What does not live on-chain
- Agent API keys — bcrypt-hashed in the backend's database.
- Audit memos (the human-readable strings attached to transfers) — stored in the backend log; the on-chain
memofield is a fixed-length 32-byte hash. - Webhook subscriptions — backend-only.
- Orchestrator session JWTs — issued by the backend after SIWS verification, never written to chain.
The split is deliberate: anything that affects who-can-spend-what lives on-chain. Anything that's a notification convenience or a credential lives off-chain.
Read paths
The webapp and the backend both read on-chain state via Anchor:
getGroupConfig(group_pda)— fetches a group's config.getAgentWallet(agent_wallet_pda)— fetches an agent's policy + counters.listAgentsForGroup(group_pda)— enumerates all agents in a group.listWhitelistEntries(group_pda)— enumerates all whitelist entries for a group.
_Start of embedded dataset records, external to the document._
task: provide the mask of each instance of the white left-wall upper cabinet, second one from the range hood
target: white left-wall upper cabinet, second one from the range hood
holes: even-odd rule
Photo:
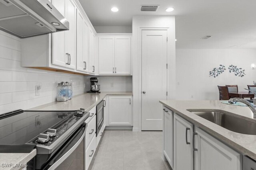
[[[76,16],[76,70],[89,70],[89,25],[77,10]]]

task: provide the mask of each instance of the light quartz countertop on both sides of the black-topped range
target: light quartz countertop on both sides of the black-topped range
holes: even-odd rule
[[[44,104],[42,106],[34,107],[29,110],[78,110],[84,108],[86,111],[92,109],[106,96],[132,96],[132,92],[101,92],[83,93],[74,96],[71,100],[66,102],[52,102]],[[19,170],[16,167],[2,167],[2,163],[6,164],[25,164],[36,156],[36,149],[33,149],[30,153],[0,153],[0,169],[1,170]]]

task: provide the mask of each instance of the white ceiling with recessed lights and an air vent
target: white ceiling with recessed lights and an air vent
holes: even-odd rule
[[[256,0],[79,0],[94,26],[132,26],[134,15],[175,15],[176,48],[256,49]],[[141,12],[141,5],[160,5]],[[116,6],[119,11],[110,9]],[[166,12],[174,7],[173,12]],[[211,35],[209,39],[200,39]]]

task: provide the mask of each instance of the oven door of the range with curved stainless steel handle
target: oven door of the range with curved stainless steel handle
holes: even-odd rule
[[[83,123],[66,143],[46,162],[43,170],[84,170],[84,144],[87,124]]]

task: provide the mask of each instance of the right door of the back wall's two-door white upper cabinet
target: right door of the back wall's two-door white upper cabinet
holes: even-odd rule
[[[115,74],[131,74],[131,37],[115,38]]]

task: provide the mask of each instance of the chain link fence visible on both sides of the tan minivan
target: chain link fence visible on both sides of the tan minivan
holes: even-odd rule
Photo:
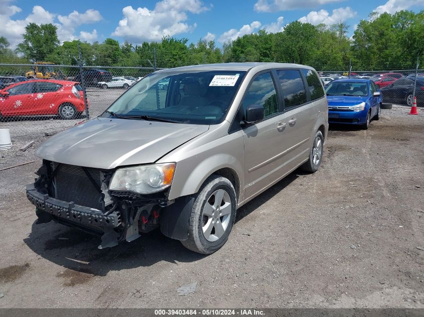
[[[154,71],[154,67],[0,64],[0,129],[10,129],[13,143],[56,134],[100,115],[126,89]],[[327,85],[349,77],[346,71],[320,75]],[[424,79],[419,76],[424,76],[424,70],[418,68],[350,73],[351,78],[373,79],[384,103],[408,106],[414,88],[418,106],[424,105]]]

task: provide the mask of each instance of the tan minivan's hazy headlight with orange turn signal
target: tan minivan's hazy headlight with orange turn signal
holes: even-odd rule
[[[175,163],[119,168],[112,176],[109,190],[156,193],[171,186],[174,171]]]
The webapp uses these for the dashboard. Anyone with a Solana RPC can run the same reads directly without going through the webapp or the backend.
Write paths
Every mutation goes through one of the program's instructions. See Instructions for the full list. Mutations split into two camps:
- Owner-signed (the orchestrator's wallet must sign):
initialize_group,add_agent,add_to_whitelist,renew_whitelist_entry,remove_from_whitelist,update_agent_limits,update_backend_operator,emergency_withdraw. - Operator-signed (the backend's operator keypair signs):
execute_transfer,execute_swap,execute_deposit,execute_withdraw. The backend signs as the agent's executor — but every check happens in the program, so the backend cannot grant the agent any authority the program doesn't already permit.
Why an on-chain program
The on-chain enforcement is the differentiator. Several alternatives exist:
| Alternative | Where the policy lives | What happens if compromised |
|---|---|---|
| Plain hot wallet | Nowhere | Drained immediately |
| Backend-enforced limits | Backend database | Drained when backend is compromised |
| Multi-sig | Off-chain coordination | Limits are not enforced on-chain — only signing thresholds are |
| Enclz | On-chain Anchor program | Policy holds; attacker bounded by per-tx and daily caps and whitelist |
The trust assumption with Enclz reduces to: the on-chain program is correct. That's auditable, freezable (program upgrades require keypair the team holds, with future plans to relinquish), and verifiable per-instruction on Solana Explorer.